For simple adapters, the adapter may return common finding dictionaries directly
in AdapterResult.findings. The default normalizer converts those dictionaries
to the platform finding model.
return AdapterResult(
status="completed_with_findings",
exit_code=1,
raw_output={"tool_output": "..."},
findings=[
{
"id": "SECRET-001",
"title": "Possible committed secret",
"severity": "high",
"description": "A token-like value was detected in the repository."
}
]
)The raw tool output still goes into evidence/*.json; the report uses the
normalised finding fields.
Real tools often produce their own JSON, XML, or text output. In that case, keep the adapter focused on execution and place parsing logic in a normalizer.
Create a file in secplatform/normalizers/, for example
secplatform/normalizers/example_tool.py.
from secplatform.models import AdapterResult, Finding, ToolExecution, WorkflowStep
class ExampleToolNormalizer:
id = "example-tool"
adapter_ids = ("example-tool",)
capabilities = ()
def normalise(
self,
step: WorkflowStep,
execution: ToolExecution,
adapter_result: AdapterResult,
) -> list[Finding]:
return [
Finding(
id=f"{execution.id}-finding-1",
title="Parsed finding title",
severity="high",
description="Parsed from the tool-specific raw output.",
requirement_ids=step.requirement_ids,
step_id=step.id,
execution_id=execution.id,
evidence_file=execution.evidence_file,
mitigation=step.mitigation,
)
]Then register it in secplatform/normalizers/registry.py:
from .example_tool import ExampleToolNormalizer
NORMALIZER_CLASSES = {
DefaultFindingNormalizer.id: DefaultFindingNormalizer,
ExampleToolNormalizer.id: ExampleToolNormalizer,
}Normalizers are selected by adapter ID first, then by capability, then by the default normalizer.
The prototype intentionally has one report output: developer-readable XML. The
report generator lives in secplatform/reporting.py.
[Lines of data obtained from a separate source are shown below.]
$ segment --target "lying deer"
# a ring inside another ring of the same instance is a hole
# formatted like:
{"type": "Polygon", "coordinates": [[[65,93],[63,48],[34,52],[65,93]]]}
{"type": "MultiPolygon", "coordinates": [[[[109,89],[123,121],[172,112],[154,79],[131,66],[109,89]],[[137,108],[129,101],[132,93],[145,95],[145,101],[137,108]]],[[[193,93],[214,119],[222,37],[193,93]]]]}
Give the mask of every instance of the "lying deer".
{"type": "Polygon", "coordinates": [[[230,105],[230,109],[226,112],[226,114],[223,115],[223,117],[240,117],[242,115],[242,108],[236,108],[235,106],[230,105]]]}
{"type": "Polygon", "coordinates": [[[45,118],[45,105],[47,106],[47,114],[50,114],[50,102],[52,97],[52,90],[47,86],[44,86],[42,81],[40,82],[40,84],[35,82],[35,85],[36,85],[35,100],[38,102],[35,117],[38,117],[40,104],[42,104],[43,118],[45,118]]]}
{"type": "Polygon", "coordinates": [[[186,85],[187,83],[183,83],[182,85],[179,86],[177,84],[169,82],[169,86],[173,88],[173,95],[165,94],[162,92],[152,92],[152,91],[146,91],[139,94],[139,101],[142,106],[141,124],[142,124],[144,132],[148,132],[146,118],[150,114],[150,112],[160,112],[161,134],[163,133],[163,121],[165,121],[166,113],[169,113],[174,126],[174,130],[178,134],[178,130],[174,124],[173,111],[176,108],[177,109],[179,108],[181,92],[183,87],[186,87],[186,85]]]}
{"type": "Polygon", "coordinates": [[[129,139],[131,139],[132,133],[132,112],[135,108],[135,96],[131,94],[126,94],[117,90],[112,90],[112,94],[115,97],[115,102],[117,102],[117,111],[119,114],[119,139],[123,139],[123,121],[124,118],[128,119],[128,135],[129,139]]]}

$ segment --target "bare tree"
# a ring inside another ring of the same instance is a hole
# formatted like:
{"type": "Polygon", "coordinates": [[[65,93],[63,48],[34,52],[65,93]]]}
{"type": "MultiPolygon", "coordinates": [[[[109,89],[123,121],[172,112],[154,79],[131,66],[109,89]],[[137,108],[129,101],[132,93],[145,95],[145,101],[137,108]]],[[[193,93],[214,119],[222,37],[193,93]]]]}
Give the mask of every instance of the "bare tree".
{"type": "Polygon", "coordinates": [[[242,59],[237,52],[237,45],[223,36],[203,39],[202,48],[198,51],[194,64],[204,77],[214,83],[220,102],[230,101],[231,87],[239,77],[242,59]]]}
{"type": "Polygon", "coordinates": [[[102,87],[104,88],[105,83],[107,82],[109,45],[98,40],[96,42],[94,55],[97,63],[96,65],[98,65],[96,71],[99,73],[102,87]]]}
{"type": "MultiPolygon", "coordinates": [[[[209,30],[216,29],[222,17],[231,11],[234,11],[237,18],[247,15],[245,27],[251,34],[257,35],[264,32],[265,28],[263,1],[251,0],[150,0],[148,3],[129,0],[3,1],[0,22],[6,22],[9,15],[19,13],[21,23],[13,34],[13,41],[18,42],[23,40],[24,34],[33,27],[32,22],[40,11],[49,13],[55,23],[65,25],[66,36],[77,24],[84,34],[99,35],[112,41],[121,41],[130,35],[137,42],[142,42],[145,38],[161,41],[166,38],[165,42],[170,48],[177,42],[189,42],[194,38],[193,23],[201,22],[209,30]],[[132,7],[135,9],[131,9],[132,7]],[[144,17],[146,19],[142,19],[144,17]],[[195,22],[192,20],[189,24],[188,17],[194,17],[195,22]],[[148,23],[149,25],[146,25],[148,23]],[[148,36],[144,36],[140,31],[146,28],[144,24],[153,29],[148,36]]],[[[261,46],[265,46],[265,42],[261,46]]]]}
Change that file when the report needs different sections, names, ordering, or
traceability details. The report generator should consume the normalised
RunResult and WorkflowDefinition; it should not parse raw tool output.
Workflow steps can be written in terms of capability rather than a concrete tool. For example:
{
"id": "detect-committed-secrets",
"name": "Detect committed secrets",
"capability": "secret-detection",
"parameters": {}
}If adapter is omitted, the registry selects the first adapter that supports the
requested capability. To replace the tool, add/register a different adapter for
the same capability or change the explicit adapter field in JSON.
That is the S4 path: the workflow expresses what should happen, while the adapter decides how it happens.
The workflow stores the project target so repeated runs can be inspected later.
Local project:
{
"project": {
"source": "local",
"path": "/home/kali/example-project"
}
}GitHub or Git project:
{
"project": {
"source": "github",
"url": "https://github.com/example/project",
"branch": "main"
}
}The current prototype records this target. A later adapter can use it to clone, checkout, or scan the project.
- S1: requirements are structured JSON objects and steps can link to them by ID.
- S2: step parameters live in the workflow definition, not orchestration code.
- S3: adapters are isolated behind a stable
ToolAdapterinterface. - S4: steps express capabilities; adapter choice can be explicit or selected by capability.
- S5: each execution stores workflow snapshots, metadata, evidence, and reports.
- S6: findings include requirement, step, execution, and evidence references.
- S7: findings can carry mitigation guidance and references for user-facing reports.